La lanterne à la main, Didace sortit, précédant l’engagé. Tout en l’aidant à atteler les deux chevaux de trait, il lui recommanda :

— Surtout amuse-toi pas en chemin, parce que je le saurai et tu te souviendras de moi.

Et il pensa à Angélina.

— Ce serait p’t’être pas un mal que t’arrêtes chez elle en même temps pour lui demander son aide.

Puis il se trouva seul. Seul, désœuvré, il se dirigea vers les bâtiments. Une tiédeur animale se dégageait de l’étable.

C’est cette nuit que Didace, fils de Didace, va naître. Le septième Didace.

Tout son sang crie d’une clameur qui sourd de la race ancienne.

C’est cette nuit !

Didace ne vit plus d’impatience, lui qui connaît pourtant les lois de la nature, lui qui sait qu’avant de le faucher, il faut accorder à l’épi le temps de se gorger de pluie et de soleil, et qu’il ne sert de rien de vouloir hâter le fruit de mûrir.

Cette nuit !

Et Amable n’est même pas là pour recevoir l’enfant !
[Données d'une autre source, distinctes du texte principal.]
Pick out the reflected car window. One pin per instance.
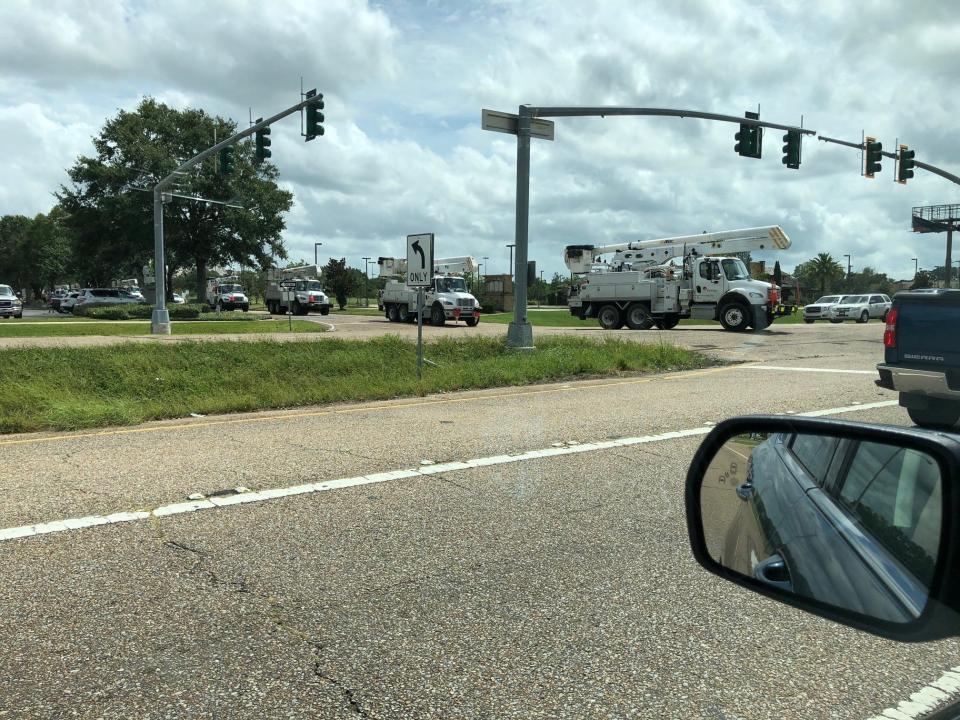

Une sourde colère montait en Didace d’être seul à attendre, impuissant à faire rien de mieux.

Soudain, Didace saisit la lanterne qu’il avait posée sur le plancher et l’accrocha au mur. Puis, le visage vieilli d’émotion, il se mit à fourrager à tâtons, d’un parc à l’autre, au milieu des bêtes étonnées.

Au moins que les bêtes veillent avec lui ! Du bout du fourchon, il harcela le cochon, le flanc haletant et repu. D’un coup d’épaule méprisant, il tassa contre l’entre-deux la Gaillarde, comme si, à dormir, la jument l’eût trahi. De se voir déjucher, maussades, les poules, la fale basse, aussitôt commencèrent à caqueter, tandis que le coq, ébloui de cette aube précoce, exerçait son clairon.